Satu yang boleh membuat user menarik napas lega, Koum memastikan WhatsApp akan tetap bebas iklan. Bersama pendiri WhatsApp lainnya Brian Acton, Koum memang dikenal membenci iklan. “Iklan adalah gangguan terhadap estetika, hinaan pada intelijensi Anda,” kata mereka.

WhatsApp & Google Drive

WhatsApp Android segera terkoneksi Google Drive Backup

Bimakuru.com – WhatsApp Android sedang meningkatkan kemampuan untuk fungsi backup percakapan pesan ke Google Drive, memastikan penggunanya tidak kehilangan pesan penting atau sentimental ketika harus berpindah perangkat.

WhatsApp telah bekerja untuk Backup Google Drive untuk sementara waktu – bukti ini ditemukan kembali pada bulan Maret – dan tampaknya perusahaan ini akhirnya siap untuk membuat fungsi tersebut tersedia segera mungkin.

Setelah diaktifkan, Anda akan dapat mem-backup semua percakapan Anda ke Google Drive secara harian, mingguan, atau bulanan (jika Anda ingin). Backup mencakup foto secara default, dan Anda memiliki pilihan untuk memasukkan video juga.

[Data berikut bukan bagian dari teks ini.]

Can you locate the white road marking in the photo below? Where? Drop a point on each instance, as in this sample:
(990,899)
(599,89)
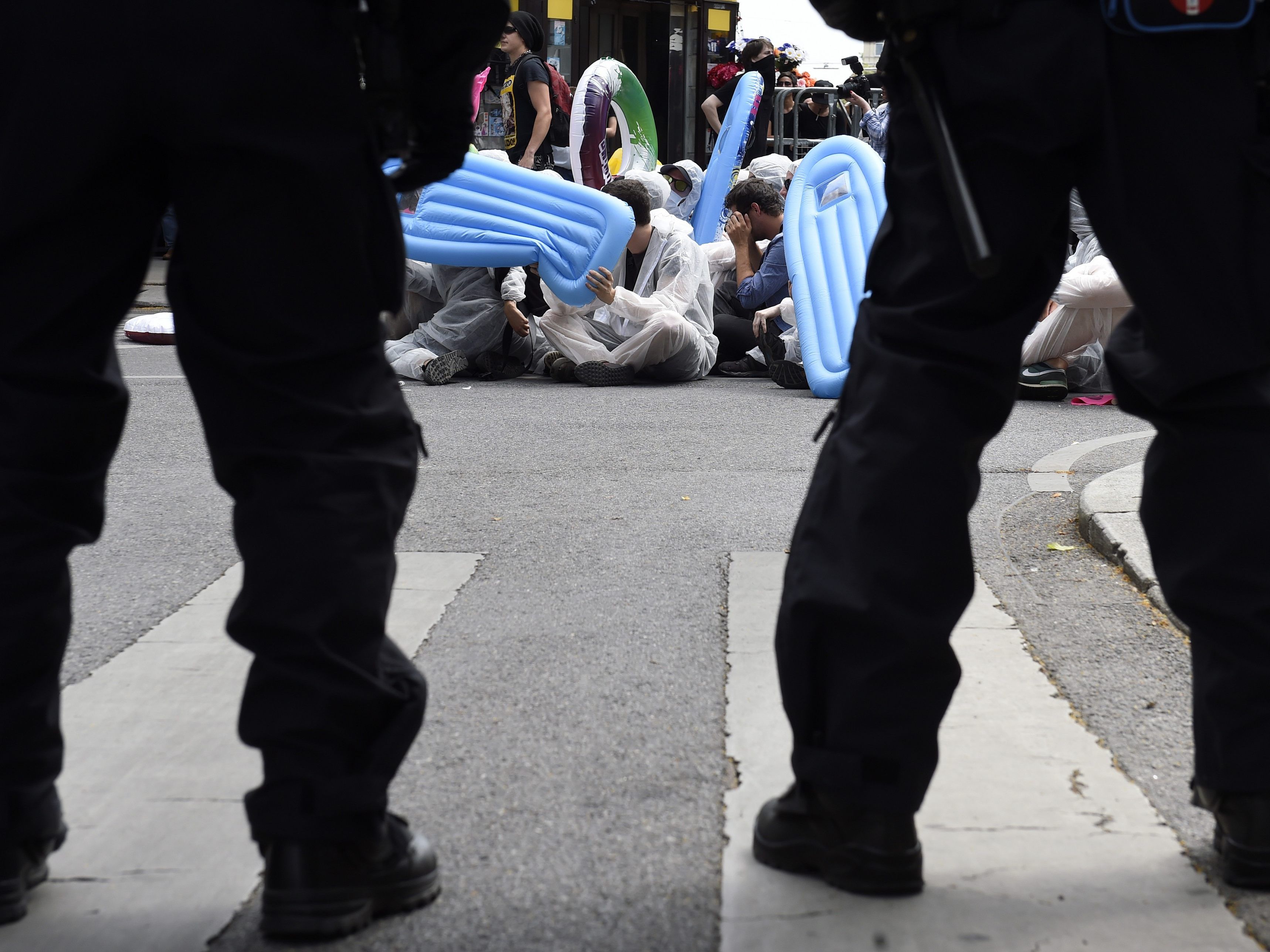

Anda juga dapat menentukan akun drive untuk digunakan jika Anda memiliki lebih dari satu terkait dengan perangkat Android anda, seperti dikutip dari cultofandroid.

Dengan percakapan WhatsApp Anda didukung di Drive, sangat mudah untuk mengembalikan mereka harus Anda kehilangan smartphone Android Anda atau meng-upgrade ke yang baru. Cukup menghubungkan WhatsApp pada perangkat baru Anda dengan akun Drive yang sama, menunggu untuk itu untuk menemukan cadangan Anda, lalu ketuk “Kembalikan.”

Satu-satunya downside ke drive cadangan adalah bahwa hal itu hanya tersedia pada Android. WhatsApp di iOS punggung ke iCloud sebaliknya, jadi jika Anda perangkat untuk beralih platform ketika Anda mendapatkan perangkat baru, maka sejarah WhatsApp Anda harus ditinggalkan.

Drive cadangan diaktifkan di WhatsApp versi 2.12.303, yang muncul kemarin, tapi rilis terbaru di Play Store – versi 2.12.304 – tidak memilikinya. Ini jelas mengapa itu, tapi kami berharap fitur untuk kembali di update lagi segera.

Jika Anda masih menggunakan rilis yang lebih tua, Anda dapat men-download versi 2.12.303 paket dari APK Cermin dan flash secara manual, memberikan Anda drive cadangan. Tapi jika Anda sudah diperbarui untuk 2.12.304, Anda tidak dapat menurunkan tanpa menghapus WhatsApp dan kehilangan percakapan Anda.